Intercropping of forage grasses and legumes can increase forage productivity and nutritive value; however, intercropping of corn with warm-season forages has not yet been studied in southeast U.S., thus requiring more information. The purpose of this study was to determine the yield and nutritive value potential of warm-season annual forages intercropped with corn (Zea mays
L.) for silage production. Crabgrass [Digitaria sanguinalis
(L.)] is considered a weed for corn production systems; however, our study shows that if crabgrass is interseeded with corn, it does not compete for resources and can maintain high corn yields.
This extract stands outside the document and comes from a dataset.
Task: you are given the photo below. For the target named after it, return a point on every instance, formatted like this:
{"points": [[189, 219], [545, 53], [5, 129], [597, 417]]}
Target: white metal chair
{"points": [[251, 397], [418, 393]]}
Forage mass for sunn hemp (Crotalaria juncea
L.) was higher than that of cowpea [Vigna unguiculata
(L.) Walp.] and crabgrass in 2016, due to a drought in spring and summer, giving sunn hemp a competitive advantage. Crude protein content was higher for cowpea as compared to crabgrass and sunn hemp, due to cowpea’s ability to maintain its vegetative stage and high N-fixation, when compared to crabgrass and sunn hemp. Despite differences in the mass of the intercropped forages, the total herbage mass of the produced silage did not differ in 2016 and 2017. Intercropped forages can be harvested and ensiled with corn for silage production or can be left with the corn residue after harvesting to be grazed on in integrated crop-livestock systems.